Clarifying XML's Strengths.

While there are lame reasons for using XML, there are good reasons also. The good reasons, however, aren't delightfully clear. They seem to be clouded by the lame issues. I'm trying to sort out the best and most logical reasons for using XML.

Here are 8 typically lame reasons for using XML. The "Stamp on the ants " posting noted this exchange in The Server Side, "Raven 1.1: Build Java with Ruby " thread. Note that this is confined to build tools, where scripted actions are an integral part of the problem. A lot of this discussion doesn't apply to other problem domains.

Ant already works. Complexity be damned.
XML is fine for everything that's not Java. Except SQL. And CSS.
Ant is "already" part of the technology stack, and it uses XML. Anything better isn't already there.
Everyone already knows XML. They can't learning anything new. Learning something simpler is the same as learning something new: impossible.
XML is established. New technology isn't established.
Scripting doesn't add value. If you need scripts, write them in XML or Java.
I already know XML. Something simpler no longer helps.
A bad non-XML solution is worse than any XML solution. XML will never become an opaque legacy technology.

I found these to be typical of many technology decisions: Incumbency, False Dichotomies, Inflated Opportunity Cost, a flat-out Misrepresentation are the essence of these arguments for XML.

There is, however, a good value proposition for XML, even in the build-tool domain where scripting is an essential part of the problem and any solution. In "A Good Reason for XML ", I tried to state it as "Semantic Richness", that is, "how well it describes the problem." This isn't really very good, and another comment challenged this glib simplification.

Declarative vs. Imperative Knowledge Representation

The big issue in software-world is knowledge representation. Ant or SCons have some sophistication because they have two levels of knowledge representation: a collection of algorithms plus a control file that is used by those algorithms. Generally, we capture knowledge about building a program and represent it in the control file. We don't tinker much with the knowledge embodied in the algorithms.

We have two strategies for knowledge representation: declarative and imperative. This is sometimes called the "What vs. How" distinction. We can declare what we want -- the desired end-state -- and leave it to our collection of algorithms to reason out how it gets done; the tool derives the imperative steps to get there. Or, we can just write down how to do the job; we manually develop the imperative steps.

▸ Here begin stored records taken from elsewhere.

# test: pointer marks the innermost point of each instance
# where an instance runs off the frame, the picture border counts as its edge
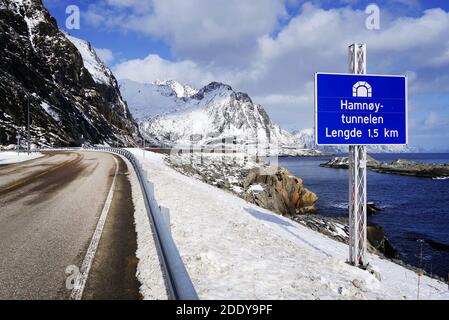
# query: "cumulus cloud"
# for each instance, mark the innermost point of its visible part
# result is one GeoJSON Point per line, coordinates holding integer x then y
{"type": "Point", "coordinates": [105, 55]}
{"type": "Point", "coordinates": [154, 68]}
{"type": "Point", "coordinates": [272, 56]}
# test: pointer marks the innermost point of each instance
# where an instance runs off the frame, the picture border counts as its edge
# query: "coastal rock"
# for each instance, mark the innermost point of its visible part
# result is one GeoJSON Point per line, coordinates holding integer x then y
{"type": "Point", "coordinates": [282, 192]}
{"type": "Point", "coordinates": [343, 163]}
{"type": "Point", "coordinates": [338, 229]}
{"type": "Point", "coordinates": [400, 167]}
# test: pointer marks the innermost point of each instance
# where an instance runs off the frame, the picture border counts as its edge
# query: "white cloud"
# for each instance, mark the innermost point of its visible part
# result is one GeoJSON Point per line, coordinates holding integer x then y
{"type": "Point", "coordinates": [105, 55]}
{"type": "Point", "coordinates": [154, 68]}
{"type": "Point", "coordinates": [235, 42]}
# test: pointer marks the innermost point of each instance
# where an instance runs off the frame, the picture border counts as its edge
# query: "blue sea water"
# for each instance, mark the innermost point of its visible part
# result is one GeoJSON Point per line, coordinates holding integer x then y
{"type": "Point", "coordinates": [413, 208]}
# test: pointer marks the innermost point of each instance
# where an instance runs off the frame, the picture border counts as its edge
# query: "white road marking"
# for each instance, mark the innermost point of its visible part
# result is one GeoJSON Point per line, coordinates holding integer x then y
{"type": "Point", "coordinates": [80, 281]}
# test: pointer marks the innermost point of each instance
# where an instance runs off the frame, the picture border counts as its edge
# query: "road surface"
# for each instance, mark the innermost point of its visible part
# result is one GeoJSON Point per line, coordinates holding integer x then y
{"type": "Point", "coordinates": [49, 210]}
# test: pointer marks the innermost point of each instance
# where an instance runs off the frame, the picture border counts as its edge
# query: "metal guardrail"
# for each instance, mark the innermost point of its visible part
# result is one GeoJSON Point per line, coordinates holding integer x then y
{"type": "Point", "coordinates": [178, 282]}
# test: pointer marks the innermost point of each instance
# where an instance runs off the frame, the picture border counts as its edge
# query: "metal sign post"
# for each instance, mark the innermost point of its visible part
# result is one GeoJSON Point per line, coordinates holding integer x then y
{"type": "Point", "coordinates": [18, 136]}
{"type": "Point", "coordinates": [357, 109]}
{"type": "Point", "coordinates": [357, 176]}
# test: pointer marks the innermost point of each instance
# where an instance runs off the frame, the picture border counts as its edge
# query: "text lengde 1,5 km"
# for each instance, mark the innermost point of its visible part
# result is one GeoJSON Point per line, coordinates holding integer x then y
{"type": "Point", "coordinates": [357, 133]}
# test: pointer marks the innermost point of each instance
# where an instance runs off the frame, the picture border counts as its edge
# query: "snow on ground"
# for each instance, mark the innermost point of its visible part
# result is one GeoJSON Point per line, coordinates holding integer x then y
{"type": "Point", "coordinates": [8, 157]}
{"type": "Point", "coordinates": [235, 250]}
{"type": "Point", "coordinates": [149, 270]}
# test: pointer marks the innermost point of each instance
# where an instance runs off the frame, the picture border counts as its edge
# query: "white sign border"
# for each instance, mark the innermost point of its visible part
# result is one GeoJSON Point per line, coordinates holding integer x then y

The first build systems were purely imperative: we recompiled the world. This was, often, an ineffective use of precious computing resources, so we invented more sophisticated tools. I implemented one back in the early '80's that ran in Univac's Exec-8, using really ancient and obscure software tools. The purpose then -- as it is now -- is to recompile just enough and no more.

GNU Make , Ant , SCons , Raven , Maven , etc., have two explicit purposes: to minimize recompilation, and automate the myriad of packaging steps required by our deployment architectures. They have grown, however to embrace an additional requirement: represent metadata about the software being built. This additional requirement is captured in "XML is first class, scripting languages are second class ". How do we report or analyze the information captured in our build tools?

The Preference for Declarative Knowledge

Declarative knowledge representation is, clearly, preferred. "Imperative tools (whether based on XML ala Ant or a "real" scripting language ala Raven) are inevitably going to be less productive than a declarative tool..." This is also an implication in the "XML is first class " response.

The declarative style has a number of advantages. Primarily, it allows us to analyze the declarations to create reports about our application software. Since the job is information capture, we have every reason to demand full value from that knowledge. Also, a declarative style can allow swapping the toolset without breaking the declared relationships in the build configuration file.

This declarative ideal can be met a number of ways:

Ant or Maven (XML). Typically mostly declarative, because it isn't much of a scripting language. When we use a tool like Jelly , as Maven does, then it isn't purely declarative. The existence of Jelly adds imperative knowledge to a declarative knowledge.
SQL. Purely declarative. Most RDBMS vendors have added imperative components: triggers, stored procedures, etc. But, lacking these extensions, SQLite meets the declarative idea. It isn't however, much used for this sort of thing. Who wants to code their sources, targets and processing steps as a bunch of SQL INSERT statements.
GNU Make (DSL). Less declarative than others. GNU Make, specifically, allows extensive shell script programming. For this reason, a makefile can become a painful morass of scripts rather than a tidy definition of what should be done. With some work, a more-or-less purely declarative makefile can be built. However, this is difficult to analyze and write reports. GNU Make control files tend to be dominated by scripts, however, because it's often simpler than writing a complete declarative control file.
SCons (Python). Mostly declarative. In SCons, the bulk of the control file is purely declarative. Scripting, rather than being in some additional language like Jelly, we simply use Python for any non-declarative features.

Murky Ant vs. Maven Issue

While declarative knowledge has all the advantages, here's an interesting quote: "Imperative tools (whether based on XML ala Ant or a "real" scripting language ala Raven) are inevitably going to be less productive than a declarative tool, and this was a large part of the reason I switched from Ant to Maven some years ago." This is a bit confusing.

This quote sounds like Ant is more imperative than Maven, and therefore less desirable. However, I'm confused because of the following:

Ant and Maven both use XML, which is largely declarative.
Maven has Jelly, which adds imperative features.

If anything, I'd think that Maven would be less declarative. Clearly, I'm missing something. Likely, I don't understand enough of the DTD (or Schema) for Maven to see how it is more declarative in spite of the inclusion of Jelly.

Bottom Line

It's clear that purely declarative knowledge is ideal. It's also just as clear that imperative knowledge is essential to success.

Interestingly, build systems seem to typify applications that can't be done as purely declarative knowledge. We're always adding imperative hooks to control files. Purely imperative knowledge (e.g., a shell script) are undesirable.

Further, the more we look, the more we see different mixtures of declarative vs. imperative knowledge representation techniques. XML is imperative light (even with jelly), Python/SCons is declarative with easy addition of imperative scripts, the GNU/Make DSL is imperative heavy.

The Ant vs. Maven distinction still needs some clarification. However, the preference for a declarative knowledge representation makes compelling sense. XML's best for representing declarative knowledge.